If you are working by hand, it might be helpful to keep track of the frequencies in this table. Each row should correspond to a different substring.

| | A | B | C | D | E | F | G | H | I | J | K | L | M | N | O | P | Q | R | S | T | U | V | W | X | Y | Z |
|-| - | - | - | - | - | - | - | - | - | - | - | - | - | - | - | - | - | - | - | - | - | - | - | - | - | - |
||   |   |   |   |   |   |   |   |   |   |   |   |   |   |   |   |   |   |   |   |   |   |   |   |   |   |
||   |   |   |   |   |   |   |   |   |   |   |   |   |   |   |   |   |   |   |   |   |   |   |   |   |   |
||   |   |   |   |   |   |   |   |   |   |   |   |   |   |   |   |   |   |   |   |   |   |   |   |   |   |
||   |   |   |   |   |   |   |   |   |   |   |   |   |   |   |   |   |   |   |   |   |   |   |   |   |   |

**Exercise 5:** Now you have to do some computations with the list of frequencies found in Exercise 4. To do that, for each substring we enter its frequences in a list in Python (see example below). Label the list so that you know which substring it belongs to. If you would like to not do this by hand, use the code below.

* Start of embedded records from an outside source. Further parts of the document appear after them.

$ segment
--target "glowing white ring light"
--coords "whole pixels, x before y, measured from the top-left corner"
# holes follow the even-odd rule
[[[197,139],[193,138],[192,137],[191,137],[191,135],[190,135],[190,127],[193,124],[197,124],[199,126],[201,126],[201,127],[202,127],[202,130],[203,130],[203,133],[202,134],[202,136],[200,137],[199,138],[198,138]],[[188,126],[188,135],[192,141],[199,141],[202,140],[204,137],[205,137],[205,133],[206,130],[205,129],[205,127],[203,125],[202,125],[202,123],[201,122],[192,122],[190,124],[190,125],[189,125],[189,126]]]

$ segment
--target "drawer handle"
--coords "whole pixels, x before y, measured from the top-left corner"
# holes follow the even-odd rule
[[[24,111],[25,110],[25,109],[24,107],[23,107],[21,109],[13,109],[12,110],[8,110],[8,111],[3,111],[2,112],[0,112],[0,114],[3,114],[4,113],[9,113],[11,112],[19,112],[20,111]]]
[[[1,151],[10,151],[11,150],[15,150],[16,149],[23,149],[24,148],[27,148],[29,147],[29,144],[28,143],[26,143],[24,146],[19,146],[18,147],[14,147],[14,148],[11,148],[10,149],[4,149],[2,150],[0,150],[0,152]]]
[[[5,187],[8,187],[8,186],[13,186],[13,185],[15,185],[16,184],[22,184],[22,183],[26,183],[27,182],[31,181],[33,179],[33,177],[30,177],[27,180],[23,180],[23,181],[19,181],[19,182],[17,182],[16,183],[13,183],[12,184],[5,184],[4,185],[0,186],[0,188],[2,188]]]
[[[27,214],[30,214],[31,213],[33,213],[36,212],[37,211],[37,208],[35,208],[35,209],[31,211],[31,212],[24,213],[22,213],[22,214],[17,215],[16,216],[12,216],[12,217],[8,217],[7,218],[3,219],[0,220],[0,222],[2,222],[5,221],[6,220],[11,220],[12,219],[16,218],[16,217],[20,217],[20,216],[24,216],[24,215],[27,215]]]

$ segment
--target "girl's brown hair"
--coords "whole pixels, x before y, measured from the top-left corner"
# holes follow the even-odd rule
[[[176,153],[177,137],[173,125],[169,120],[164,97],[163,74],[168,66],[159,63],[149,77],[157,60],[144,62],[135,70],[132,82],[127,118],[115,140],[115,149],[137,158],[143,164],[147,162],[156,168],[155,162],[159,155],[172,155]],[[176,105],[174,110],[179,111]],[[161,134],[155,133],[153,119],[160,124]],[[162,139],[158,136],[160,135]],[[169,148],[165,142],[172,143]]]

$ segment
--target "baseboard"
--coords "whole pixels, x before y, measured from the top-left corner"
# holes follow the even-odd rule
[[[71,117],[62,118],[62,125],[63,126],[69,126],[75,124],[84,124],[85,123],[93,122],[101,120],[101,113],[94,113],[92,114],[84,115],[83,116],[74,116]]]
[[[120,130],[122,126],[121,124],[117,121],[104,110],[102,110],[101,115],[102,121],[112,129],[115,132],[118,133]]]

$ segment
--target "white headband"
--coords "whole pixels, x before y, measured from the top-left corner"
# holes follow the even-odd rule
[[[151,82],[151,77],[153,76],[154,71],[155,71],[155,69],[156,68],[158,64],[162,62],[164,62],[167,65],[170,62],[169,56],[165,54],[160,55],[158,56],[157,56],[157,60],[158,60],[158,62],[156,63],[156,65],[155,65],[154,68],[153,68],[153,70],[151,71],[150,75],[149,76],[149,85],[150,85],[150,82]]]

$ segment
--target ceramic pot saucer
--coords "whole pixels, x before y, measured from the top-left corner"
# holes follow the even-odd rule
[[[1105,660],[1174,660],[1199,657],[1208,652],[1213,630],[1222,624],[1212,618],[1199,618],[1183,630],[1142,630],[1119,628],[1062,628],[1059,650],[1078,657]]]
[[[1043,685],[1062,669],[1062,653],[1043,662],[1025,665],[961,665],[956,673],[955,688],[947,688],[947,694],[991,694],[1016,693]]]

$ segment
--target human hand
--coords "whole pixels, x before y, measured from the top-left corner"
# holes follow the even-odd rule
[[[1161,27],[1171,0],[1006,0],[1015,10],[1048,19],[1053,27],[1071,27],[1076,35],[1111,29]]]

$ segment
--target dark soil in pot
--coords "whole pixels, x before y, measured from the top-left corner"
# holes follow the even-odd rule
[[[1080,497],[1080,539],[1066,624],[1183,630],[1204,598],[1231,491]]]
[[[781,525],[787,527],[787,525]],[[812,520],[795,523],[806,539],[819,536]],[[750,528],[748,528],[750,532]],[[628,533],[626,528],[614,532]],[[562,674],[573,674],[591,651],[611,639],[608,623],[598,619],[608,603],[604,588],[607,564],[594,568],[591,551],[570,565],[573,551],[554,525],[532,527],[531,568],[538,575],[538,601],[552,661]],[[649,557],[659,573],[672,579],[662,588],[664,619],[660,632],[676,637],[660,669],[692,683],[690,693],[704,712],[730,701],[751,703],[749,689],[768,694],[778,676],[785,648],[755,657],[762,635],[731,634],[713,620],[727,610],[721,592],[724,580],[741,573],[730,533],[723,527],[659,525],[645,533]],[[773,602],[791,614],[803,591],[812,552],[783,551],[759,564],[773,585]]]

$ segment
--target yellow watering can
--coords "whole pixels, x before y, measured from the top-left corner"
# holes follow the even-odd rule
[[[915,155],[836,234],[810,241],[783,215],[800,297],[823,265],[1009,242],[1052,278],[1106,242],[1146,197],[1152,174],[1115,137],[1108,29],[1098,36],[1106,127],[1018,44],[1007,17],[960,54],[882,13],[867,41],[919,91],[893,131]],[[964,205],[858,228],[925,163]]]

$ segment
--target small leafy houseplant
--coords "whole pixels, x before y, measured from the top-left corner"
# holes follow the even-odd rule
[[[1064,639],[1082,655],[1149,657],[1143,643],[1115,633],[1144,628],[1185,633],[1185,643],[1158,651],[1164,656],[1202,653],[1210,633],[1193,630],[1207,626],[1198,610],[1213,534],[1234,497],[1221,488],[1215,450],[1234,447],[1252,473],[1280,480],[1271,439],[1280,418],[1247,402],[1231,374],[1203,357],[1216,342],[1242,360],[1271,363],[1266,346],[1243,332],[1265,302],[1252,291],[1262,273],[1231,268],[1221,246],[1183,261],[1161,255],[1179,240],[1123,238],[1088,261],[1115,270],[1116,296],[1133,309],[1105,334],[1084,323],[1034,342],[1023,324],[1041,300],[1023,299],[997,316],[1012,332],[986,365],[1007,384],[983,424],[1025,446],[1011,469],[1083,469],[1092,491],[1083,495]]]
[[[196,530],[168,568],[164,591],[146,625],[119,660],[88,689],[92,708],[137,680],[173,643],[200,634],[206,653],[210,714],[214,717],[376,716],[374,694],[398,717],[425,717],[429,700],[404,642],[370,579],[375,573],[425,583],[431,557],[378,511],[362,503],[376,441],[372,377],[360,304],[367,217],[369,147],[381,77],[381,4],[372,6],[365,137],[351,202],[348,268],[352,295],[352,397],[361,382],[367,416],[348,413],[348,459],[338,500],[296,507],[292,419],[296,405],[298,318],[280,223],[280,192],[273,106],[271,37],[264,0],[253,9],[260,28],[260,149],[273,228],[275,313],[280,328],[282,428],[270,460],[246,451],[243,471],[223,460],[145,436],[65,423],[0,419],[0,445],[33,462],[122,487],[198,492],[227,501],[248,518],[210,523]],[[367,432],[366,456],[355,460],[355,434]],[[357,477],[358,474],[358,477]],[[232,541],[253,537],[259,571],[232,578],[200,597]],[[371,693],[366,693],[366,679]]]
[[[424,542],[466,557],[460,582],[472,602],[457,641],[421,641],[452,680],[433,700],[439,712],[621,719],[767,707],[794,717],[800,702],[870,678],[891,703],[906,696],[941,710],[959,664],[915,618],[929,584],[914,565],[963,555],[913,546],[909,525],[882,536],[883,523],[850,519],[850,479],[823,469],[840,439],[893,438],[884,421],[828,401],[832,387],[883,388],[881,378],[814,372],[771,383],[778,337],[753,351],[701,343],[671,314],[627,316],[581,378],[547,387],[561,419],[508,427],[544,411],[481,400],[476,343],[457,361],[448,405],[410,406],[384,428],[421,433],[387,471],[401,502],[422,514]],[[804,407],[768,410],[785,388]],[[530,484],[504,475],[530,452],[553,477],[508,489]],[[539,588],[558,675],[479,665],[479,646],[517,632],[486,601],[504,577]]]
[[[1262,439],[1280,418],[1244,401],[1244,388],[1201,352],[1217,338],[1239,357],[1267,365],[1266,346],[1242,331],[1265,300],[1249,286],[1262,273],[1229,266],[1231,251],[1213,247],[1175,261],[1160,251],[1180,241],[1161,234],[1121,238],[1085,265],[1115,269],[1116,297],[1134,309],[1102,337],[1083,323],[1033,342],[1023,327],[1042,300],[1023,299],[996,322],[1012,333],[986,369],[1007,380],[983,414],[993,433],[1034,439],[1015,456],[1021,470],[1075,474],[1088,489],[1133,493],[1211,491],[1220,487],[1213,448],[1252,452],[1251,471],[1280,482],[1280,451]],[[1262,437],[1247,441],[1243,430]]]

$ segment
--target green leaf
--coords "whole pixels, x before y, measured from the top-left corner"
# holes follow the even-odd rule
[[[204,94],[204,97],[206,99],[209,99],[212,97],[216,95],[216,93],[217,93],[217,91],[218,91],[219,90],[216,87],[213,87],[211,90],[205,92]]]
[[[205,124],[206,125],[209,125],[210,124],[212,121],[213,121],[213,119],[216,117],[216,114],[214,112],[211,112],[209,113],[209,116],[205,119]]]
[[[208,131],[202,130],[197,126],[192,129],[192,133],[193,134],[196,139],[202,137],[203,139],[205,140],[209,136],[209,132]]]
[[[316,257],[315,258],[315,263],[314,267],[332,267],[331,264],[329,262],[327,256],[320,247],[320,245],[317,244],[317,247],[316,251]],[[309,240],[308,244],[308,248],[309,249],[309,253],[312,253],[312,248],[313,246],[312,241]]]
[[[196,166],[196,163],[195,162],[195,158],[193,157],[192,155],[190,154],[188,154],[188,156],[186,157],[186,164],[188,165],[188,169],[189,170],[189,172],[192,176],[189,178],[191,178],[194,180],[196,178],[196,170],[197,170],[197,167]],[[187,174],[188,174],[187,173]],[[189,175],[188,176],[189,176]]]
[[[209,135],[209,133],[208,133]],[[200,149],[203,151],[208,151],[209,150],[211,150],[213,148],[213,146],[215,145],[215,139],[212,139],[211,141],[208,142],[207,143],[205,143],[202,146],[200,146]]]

**Exercise 6:** We can now determine the key! For each list created in Exercise 5, use the $\texttt{findthekey}$ function on that list. The maximum number in the list that is outputted corresponds to the letter used for the key.

In [5]:
#The list below is the list of frequencies of each letter in the English language. For example, the 'C' is used 2.78% of the time.
f=[0.0816, 0.0149, 0.0278, 0.0425, 0.127, 0.0222, 0.0201, 0.0609, 0.0696, 0.0015, 0.0077, 0.0402, 0.024, 0.0674, 0.075, 0.0192, 0.0009, 0.0598, 0.0632, 0.0905, 0.0275, 0.0097, 0.0236, 0.0015, 0.0197, 0.0007]

#The function below compares the frequencies in the parameter list L to the list above of English frequencies.
def findthekey(L):
    M = []
    for i in range(26):
        K = [f[(j-i)%26] for j in range(26)]
        M.append(round(sum([x*y for x,y in zip(L,K)]),5))
    return filter(lambda (i, val): val == max(M), zip(range(len(M)), M))

**Exercise 7:** By putting all of the pieces of the key together, we will have the key for the encryption of this Vigenère cipher. Write the key below.

#### *CHECK IN: call me over so we can discuss finding the key* ######

### Part 4: Decrypt the ciphertext

Now that you know the key, decrypt the message using the Vigenère table or by using the code below.

In [1]:
#Enter the ciphertext as "string" in all capitals and the key should be a string as well (the letters represent the shifts). Note that the key should be lowercase.
def decodeVigenere(string, key):
    let = 'abcdefghijklmnopqrstuvwxyz'
    plaintext = []
    for k,i in enumerate(string):
        plaintext.append(let[(let.index(i.lower())-let.index(key[k % len(key)])) % 26])
    return "".join(plaintext)

**Exercise 8:** The plaintext is: 

In [0]:
decodeVigenere('')

#### *CHECK IN: call me over so I know you were able to decrypt* ######

### Part 5: Why does this work?

**Exercise 9:** Write down any ideas you have about why this process works. We will discuss together at the end of class.